Trying to make sense of the ETL Landscape

Chaim Turkel
Israeli Tech Radar
Published in
7 min readJun 25, 2023

--

Having been assigned the task of delivering a lightning talk on Benthos, I decided to have a look around to see what else is in the ETL arena.

I have worked in the past with Jenkins, airflow and argo workflow. I have read about apache nifi, Airbyte, Stitch, and Fivetran. I am now officially confused about why there are so many tools that are so similar.

Before you go out and try them all, you first need to define your requirements.

Build Tools

I believe it started from build tools. Each echo system has its local build tool, whether it be maven, npm, tox, cargo, and others.

After we had a local build system, we needed to move it to the build server and add to it GUI so that we could manually trigger it, or automate it as part of a PR.

This brought us tools like Jenkins (Hudson for those that remember), and ms-build.

The center of these tools was to build our software, run unit tests, maybe some integration tests, and then build the software for production.

Cron Tools / Orchestrators

Once deployed we found ourselves with the need to run tasks on different schedules. This brought us different cron tools. Tools range from standard cron, to cron on K8s, and other cronhub’s. Jenkins was a very good tool that moved from the build tool into the cron tool arena. Now we could trigger multiple systems from the same tool.

Flows

But then we needed flows. Our objective was to transfer data from a specific machine to a designated bucket. Once the data has been successfully transferred to the bucket, our intention is to initiate a Spark job for processing. Subsequently, upon completion of the Spark job, there is a need to activate the generation of reports.

In this space, airflow was born.

Airflow was defined as an orchestrator tool. The selling point was that airflow came with hundreds of operators built in, so you did not need to write much code, and you could always write your own operators. So if you wanted to trigger a spark job and wait for it to finish to trigger something else, airflow was the perfect tool.

During that time, many bloggers were busy discussing the differences between Jenkins and Airflow. The main contrast was that Airflow went beyond being a simple cron job that runs when needed. Unlike Jenkins, Airflow had a data-centric approach. Each job in Airflow was aware of the data window it should handle, and it offered additional features such as backfilling.

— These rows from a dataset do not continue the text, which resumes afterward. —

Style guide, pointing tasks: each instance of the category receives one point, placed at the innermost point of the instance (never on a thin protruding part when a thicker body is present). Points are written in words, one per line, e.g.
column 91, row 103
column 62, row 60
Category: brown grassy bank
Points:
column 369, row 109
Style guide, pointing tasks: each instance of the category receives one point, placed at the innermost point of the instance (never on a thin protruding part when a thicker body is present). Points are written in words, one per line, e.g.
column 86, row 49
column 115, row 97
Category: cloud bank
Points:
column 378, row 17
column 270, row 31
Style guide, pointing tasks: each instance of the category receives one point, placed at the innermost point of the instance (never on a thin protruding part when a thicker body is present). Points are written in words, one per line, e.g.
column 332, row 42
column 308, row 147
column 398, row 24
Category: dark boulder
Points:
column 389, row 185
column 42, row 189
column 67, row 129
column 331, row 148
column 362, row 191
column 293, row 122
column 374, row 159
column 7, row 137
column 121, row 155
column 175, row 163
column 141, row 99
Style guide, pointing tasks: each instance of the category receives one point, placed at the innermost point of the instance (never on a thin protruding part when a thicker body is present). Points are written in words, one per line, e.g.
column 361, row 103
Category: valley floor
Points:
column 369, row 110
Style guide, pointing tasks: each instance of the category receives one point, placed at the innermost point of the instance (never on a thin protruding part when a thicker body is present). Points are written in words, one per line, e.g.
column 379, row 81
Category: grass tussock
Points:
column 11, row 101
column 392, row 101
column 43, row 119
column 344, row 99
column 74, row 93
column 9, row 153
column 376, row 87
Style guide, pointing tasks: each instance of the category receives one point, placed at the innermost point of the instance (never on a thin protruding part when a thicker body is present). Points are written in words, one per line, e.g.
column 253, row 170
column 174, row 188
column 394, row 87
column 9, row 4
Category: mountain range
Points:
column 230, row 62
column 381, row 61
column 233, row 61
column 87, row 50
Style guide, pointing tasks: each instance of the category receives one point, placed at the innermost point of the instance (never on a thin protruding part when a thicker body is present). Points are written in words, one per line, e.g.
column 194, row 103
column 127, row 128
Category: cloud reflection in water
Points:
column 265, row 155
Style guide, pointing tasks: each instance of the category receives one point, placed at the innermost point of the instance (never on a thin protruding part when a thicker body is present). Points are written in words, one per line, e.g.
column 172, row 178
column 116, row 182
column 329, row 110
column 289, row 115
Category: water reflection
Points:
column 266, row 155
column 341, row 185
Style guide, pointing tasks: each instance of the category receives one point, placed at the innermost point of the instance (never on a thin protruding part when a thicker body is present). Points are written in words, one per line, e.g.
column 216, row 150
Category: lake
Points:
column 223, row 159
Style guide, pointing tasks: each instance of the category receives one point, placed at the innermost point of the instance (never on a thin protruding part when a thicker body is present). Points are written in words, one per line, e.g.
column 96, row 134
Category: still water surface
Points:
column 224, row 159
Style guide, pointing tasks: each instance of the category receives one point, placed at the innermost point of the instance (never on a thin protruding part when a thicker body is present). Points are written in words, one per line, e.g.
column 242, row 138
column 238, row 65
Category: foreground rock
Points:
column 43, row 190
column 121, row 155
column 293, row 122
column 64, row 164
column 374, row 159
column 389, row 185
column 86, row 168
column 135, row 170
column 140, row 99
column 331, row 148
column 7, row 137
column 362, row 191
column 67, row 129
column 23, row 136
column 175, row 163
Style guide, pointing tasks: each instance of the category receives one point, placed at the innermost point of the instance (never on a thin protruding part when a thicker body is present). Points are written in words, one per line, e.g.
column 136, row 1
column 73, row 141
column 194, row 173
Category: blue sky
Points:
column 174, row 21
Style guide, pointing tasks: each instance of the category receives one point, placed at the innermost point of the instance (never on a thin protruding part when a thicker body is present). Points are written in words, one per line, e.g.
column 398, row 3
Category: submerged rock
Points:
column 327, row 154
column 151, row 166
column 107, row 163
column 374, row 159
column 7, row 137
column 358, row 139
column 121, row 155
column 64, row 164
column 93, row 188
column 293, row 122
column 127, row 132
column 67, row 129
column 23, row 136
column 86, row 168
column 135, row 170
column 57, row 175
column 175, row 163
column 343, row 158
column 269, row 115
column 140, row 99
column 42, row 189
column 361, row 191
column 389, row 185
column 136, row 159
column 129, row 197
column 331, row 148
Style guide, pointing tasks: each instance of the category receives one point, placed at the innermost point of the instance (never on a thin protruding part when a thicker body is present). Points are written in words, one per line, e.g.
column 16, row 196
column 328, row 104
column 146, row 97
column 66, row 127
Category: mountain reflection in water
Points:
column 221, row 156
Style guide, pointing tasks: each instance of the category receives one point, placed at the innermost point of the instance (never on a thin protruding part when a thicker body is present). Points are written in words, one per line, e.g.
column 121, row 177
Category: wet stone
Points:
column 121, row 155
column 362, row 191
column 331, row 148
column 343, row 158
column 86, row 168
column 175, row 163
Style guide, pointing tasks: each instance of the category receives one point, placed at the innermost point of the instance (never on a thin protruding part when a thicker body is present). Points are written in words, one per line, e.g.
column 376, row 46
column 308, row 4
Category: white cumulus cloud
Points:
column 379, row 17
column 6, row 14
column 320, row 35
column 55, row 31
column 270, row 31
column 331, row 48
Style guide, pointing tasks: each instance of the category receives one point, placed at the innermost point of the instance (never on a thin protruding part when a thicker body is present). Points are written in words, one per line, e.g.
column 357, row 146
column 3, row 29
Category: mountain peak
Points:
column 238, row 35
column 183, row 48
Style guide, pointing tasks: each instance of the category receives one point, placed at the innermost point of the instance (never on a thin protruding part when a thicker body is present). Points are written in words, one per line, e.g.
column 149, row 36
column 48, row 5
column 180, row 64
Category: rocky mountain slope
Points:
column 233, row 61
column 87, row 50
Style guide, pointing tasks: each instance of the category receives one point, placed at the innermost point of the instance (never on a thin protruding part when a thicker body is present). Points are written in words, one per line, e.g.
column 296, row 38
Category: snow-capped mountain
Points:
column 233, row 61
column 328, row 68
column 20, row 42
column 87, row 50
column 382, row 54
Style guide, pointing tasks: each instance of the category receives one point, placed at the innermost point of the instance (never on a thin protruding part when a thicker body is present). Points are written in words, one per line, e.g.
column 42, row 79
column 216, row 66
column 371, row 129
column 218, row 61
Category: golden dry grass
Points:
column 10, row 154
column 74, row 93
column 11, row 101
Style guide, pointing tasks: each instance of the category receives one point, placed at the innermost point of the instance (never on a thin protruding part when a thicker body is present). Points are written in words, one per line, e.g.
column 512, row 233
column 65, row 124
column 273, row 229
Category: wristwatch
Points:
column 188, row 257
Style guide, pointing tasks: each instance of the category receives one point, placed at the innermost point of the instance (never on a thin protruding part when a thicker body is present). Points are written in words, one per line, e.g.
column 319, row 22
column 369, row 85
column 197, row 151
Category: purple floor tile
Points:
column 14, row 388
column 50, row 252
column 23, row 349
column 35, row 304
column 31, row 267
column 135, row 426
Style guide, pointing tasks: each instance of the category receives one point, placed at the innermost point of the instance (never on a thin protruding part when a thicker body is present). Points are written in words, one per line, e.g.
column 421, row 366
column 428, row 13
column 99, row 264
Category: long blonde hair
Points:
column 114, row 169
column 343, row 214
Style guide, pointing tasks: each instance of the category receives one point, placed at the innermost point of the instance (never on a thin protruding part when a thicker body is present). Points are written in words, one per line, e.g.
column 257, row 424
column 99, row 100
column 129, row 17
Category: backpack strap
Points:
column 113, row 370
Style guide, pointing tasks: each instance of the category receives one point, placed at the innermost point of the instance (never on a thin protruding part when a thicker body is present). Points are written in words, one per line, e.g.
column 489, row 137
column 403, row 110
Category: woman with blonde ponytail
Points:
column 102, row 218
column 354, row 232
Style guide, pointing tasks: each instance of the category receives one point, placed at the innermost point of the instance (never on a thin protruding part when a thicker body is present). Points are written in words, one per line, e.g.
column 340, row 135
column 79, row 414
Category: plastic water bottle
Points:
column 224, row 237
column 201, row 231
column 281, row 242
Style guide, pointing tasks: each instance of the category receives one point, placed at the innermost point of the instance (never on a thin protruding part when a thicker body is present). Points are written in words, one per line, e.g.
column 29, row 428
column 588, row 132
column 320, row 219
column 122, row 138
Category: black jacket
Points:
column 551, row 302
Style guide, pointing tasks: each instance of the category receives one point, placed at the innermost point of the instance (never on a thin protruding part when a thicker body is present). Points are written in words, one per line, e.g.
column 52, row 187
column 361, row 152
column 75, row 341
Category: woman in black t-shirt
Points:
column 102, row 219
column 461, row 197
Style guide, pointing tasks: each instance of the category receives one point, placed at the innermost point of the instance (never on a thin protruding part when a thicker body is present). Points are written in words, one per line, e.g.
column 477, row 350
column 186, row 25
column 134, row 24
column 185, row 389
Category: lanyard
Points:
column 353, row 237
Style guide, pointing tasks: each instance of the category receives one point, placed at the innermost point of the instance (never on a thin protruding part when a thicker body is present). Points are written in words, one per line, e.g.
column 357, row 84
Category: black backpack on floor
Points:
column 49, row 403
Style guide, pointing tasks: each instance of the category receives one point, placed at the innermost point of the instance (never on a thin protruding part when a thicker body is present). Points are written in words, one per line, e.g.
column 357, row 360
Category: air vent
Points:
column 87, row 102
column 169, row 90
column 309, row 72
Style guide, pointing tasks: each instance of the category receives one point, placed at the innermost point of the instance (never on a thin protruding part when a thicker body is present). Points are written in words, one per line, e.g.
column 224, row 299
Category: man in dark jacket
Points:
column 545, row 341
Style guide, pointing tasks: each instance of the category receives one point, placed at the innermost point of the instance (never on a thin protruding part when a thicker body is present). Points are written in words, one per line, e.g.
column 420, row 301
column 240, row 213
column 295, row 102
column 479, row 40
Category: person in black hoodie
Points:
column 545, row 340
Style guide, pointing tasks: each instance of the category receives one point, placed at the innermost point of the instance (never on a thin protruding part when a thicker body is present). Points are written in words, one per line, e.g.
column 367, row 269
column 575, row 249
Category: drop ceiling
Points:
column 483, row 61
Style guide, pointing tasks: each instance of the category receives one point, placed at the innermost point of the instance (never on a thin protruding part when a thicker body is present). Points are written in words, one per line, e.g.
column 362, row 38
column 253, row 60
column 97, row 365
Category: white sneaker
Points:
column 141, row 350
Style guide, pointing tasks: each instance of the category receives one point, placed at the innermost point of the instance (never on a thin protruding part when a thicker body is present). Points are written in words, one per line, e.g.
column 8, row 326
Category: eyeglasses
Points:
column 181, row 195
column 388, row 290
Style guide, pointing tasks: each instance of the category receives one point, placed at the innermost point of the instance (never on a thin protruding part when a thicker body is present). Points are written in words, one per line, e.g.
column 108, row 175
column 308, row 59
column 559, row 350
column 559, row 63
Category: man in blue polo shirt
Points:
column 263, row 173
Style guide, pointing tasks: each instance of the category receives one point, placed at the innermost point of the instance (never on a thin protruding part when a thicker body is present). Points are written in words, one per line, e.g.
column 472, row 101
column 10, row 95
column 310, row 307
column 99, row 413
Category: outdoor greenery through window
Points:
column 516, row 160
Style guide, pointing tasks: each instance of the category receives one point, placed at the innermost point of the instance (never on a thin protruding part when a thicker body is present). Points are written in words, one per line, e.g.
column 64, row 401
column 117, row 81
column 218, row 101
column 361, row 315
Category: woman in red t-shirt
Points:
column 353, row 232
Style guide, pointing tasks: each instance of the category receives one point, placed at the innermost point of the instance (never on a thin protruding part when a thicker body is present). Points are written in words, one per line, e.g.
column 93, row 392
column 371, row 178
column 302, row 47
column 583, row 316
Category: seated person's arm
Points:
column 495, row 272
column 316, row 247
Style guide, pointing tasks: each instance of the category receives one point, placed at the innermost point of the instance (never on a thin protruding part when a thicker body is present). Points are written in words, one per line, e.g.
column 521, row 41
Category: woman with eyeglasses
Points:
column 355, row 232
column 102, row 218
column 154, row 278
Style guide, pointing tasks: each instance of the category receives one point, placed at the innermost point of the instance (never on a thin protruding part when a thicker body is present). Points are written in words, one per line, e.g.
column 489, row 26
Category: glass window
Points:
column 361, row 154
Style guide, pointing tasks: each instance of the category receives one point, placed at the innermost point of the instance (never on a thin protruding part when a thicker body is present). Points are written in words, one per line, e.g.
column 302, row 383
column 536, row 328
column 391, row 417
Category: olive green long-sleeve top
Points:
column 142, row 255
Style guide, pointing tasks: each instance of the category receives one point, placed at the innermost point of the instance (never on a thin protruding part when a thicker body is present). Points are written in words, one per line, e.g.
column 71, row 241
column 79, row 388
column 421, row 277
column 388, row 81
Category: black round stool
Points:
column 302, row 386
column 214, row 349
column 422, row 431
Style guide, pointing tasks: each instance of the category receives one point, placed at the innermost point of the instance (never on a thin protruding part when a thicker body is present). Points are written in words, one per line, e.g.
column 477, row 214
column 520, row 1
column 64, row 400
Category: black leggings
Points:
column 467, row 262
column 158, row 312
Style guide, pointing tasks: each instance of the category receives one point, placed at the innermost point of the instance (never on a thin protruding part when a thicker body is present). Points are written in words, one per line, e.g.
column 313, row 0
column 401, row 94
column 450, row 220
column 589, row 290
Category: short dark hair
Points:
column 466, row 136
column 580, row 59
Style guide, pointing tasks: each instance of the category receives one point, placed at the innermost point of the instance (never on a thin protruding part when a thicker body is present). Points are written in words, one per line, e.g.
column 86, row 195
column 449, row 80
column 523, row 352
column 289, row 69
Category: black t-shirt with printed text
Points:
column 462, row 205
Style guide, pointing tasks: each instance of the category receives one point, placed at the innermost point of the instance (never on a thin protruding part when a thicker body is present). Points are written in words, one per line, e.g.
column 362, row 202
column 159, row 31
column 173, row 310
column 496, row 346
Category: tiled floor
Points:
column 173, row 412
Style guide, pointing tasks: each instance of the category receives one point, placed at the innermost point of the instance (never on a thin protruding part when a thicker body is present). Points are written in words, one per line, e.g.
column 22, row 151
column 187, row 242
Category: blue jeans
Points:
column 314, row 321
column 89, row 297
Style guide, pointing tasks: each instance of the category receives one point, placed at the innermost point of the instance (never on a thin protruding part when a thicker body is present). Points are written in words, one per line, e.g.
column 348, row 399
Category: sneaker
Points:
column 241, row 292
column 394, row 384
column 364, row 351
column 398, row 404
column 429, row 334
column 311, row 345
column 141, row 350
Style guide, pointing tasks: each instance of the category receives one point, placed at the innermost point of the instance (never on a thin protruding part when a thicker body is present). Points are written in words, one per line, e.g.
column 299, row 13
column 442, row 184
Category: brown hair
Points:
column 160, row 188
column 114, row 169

Over time, Airflow evolved from being a mere orchestrator to a full-fledged data ETL (Extract, Transform, Load) platform. It provided a convenient way to write Python operators for custom data transformations. Moreover, numerous operators were introduced to facilitate seamless integration with popular cloud platforms. Thus, Airflow transitioned from being primarily an orchestrator to a tool that encompassed aspects of ELT (Extract, Load, Transform). For example, it became possible to use Airflow for moving data from S3 to GCP and then executing Dataflow jobs on that data. While other tools like Luigi existed, Airflow gained significant traction and outpaced its competitors.

Data Pipelines

After Airflow solidified its position in the emerging field, the discourse shifted toward the concept of data pipelines.

A data pipeline refers to a series of steps and actions that enable the smooth movement of data from diverse sources to a designated destination, often a data storage or analytics system. It encompasses the extraction of data from various sources, the conversion of data into a suitable format through transformations, and the loading of data into a target system for subsequent analysis or utilization.

Airflow provided a comprehensive set of tools such as tasks, DAGs (Directed Acyclic Graphs), sensors, and cron jobs, which made it remarkably effortless to construct data pipelines. These components allowed users to efficiently design and assemble their data pipelines with ease.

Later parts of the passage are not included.